Basel Sinfonietta
Baldur Brönnimann | Dirigent
N.N. | Licht


Michael Jarrell
...Le ciel, tout à l'heure encore si limpide, soudain se trouble horriblement... (2009)
für Orchester

Georg Friedrich Haas
Joshua Tree (2020)
für Orchester
Kompositionsauftrag von der Kölner Philharmonie (KölnMusik) und Festival MUSICA Strasbourg
Uraufführung

Pause

Harrison Birtwistle
Deep Time (2016)
für Orchester

Pause gegen 19:45 | Ende gegen 20:30
Das Raumerlebnis im Konzertsaal wird bei diesem Konzert durch eine besondere Lichtgestaltung eine zusätzliche Facette erhalten.

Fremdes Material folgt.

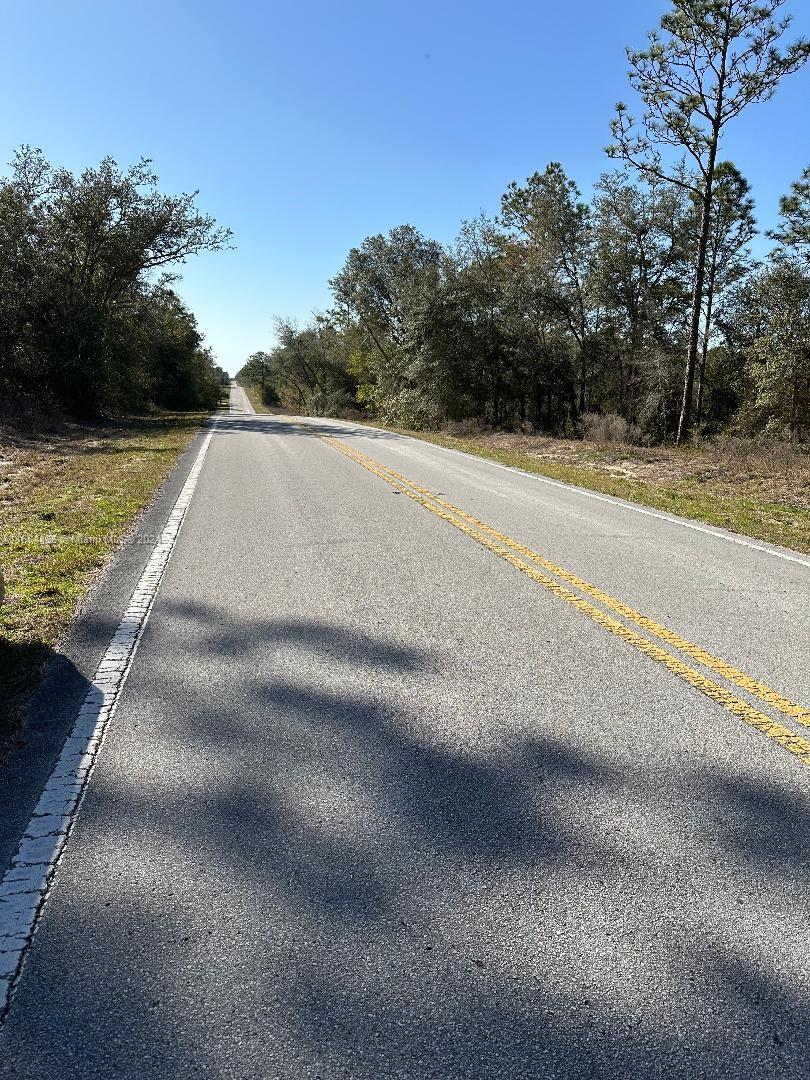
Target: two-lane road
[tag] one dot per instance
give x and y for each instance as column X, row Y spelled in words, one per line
column 427, row 768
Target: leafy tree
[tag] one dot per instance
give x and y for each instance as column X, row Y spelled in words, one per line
column 548, row 216
column 794, row 231
column 772, row 332
column 711, row 62
column 639, row 273
column 732, row 227
column 79, row 256
column 389, row 288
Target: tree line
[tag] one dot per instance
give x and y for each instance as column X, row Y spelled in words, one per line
column 643, row 304
column 89, row 321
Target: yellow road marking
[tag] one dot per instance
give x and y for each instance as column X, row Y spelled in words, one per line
column 730, row 673
column 796, row 744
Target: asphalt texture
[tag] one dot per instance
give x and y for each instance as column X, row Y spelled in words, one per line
column 374, row 805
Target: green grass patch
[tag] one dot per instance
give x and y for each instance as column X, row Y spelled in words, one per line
column 721, row 488
column 66, row 501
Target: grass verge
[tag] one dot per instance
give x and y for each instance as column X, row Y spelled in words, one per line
column 254, row 394
column 67, row 497
column 760, row 490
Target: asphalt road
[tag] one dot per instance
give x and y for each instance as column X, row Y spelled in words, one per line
column 377, row 802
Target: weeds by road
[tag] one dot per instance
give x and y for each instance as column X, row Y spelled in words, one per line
column 67, row 497
column 759, row 489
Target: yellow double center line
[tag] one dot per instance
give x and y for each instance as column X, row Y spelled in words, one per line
column 509, row 550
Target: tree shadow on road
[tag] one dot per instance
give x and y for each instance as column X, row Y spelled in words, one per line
column 311, row 879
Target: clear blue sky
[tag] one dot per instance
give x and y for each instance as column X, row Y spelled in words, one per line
column 309, row 125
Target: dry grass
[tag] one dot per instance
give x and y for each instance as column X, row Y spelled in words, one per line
column 760, row 489
column 68, row 494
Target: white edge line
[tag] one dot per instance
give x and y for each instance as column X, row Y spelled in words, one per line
column 612, row 500
column 25, row 886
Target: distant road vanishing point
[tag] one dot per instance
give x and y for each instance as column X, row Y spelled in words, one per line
column 405, row 765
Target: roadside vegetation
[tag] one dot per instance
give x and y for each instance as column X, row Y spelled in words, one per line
column 759, row 488
column 90, row 324
column 68, row 495
column 636, row 321
column 104, row 380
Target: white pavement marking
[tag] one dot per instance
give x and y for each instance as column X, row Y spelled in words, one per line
column 710, row 530
column 24, row 888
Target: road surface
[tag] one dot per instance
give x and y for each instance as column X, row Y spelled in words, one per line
column 386, row 796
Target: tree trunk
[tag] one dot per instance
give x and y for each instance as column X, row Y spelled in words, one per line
column 704, row 352
column 700, row 273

Das Konzert im Radio: Montag, 18.05.2020, 20:04, WDR3 Konzert


18:00 Uhr, Konzertsaal:


Unterstützt von Pro Helvetia

KölnMusik


»Der Himmel, eben noch so klar, wird plötzlich furchtbar trübe.« Dieses Zitat aus Lukrez’ Lehrgedicht »De rerum natura« drückt die Empfindung des Irrealen aus, die man in den Schlüsselmomenten von Michael Jarrells Werken oft erlebt. Quirlige Aktivität weicht unvermittelt tiefen, ruhigen Klängen, die es scheinbar schon immer gab. War das Vorangegangene nur eine Illusion? Oder gleiten wir umgekehrt erst jetzt in einen Traum?
»Deep Time« – so sprechen Geologen vom unvorstellbar langsamen Prozess der Erosion und Sedimentierung, der unsere Erde formte. Unterbrochen wurde er von seismischen Katastrophen, die mitunter älteste Gesteinsschichten neben jüngste warfen. »Eine Zeit hat sich in die andere entladen«, sagt Harrison Birtwistle, der in seinem Orchesterwerk musikalische Entsprechungen zu solchen Phänomenen sucht.
Zwischen Jarrell und Birtwistle ist Georg Haas’ neues Werk passend platziert. Es entsteht nicht im Komponierstübchen, sondern unter freiem Himmel, im südkalifornischen Joshua-Tree-Nationalpark, und mag daher Einflüsse von Meteorologie und Geologie, Wetter und Landschaft in sich vereinen.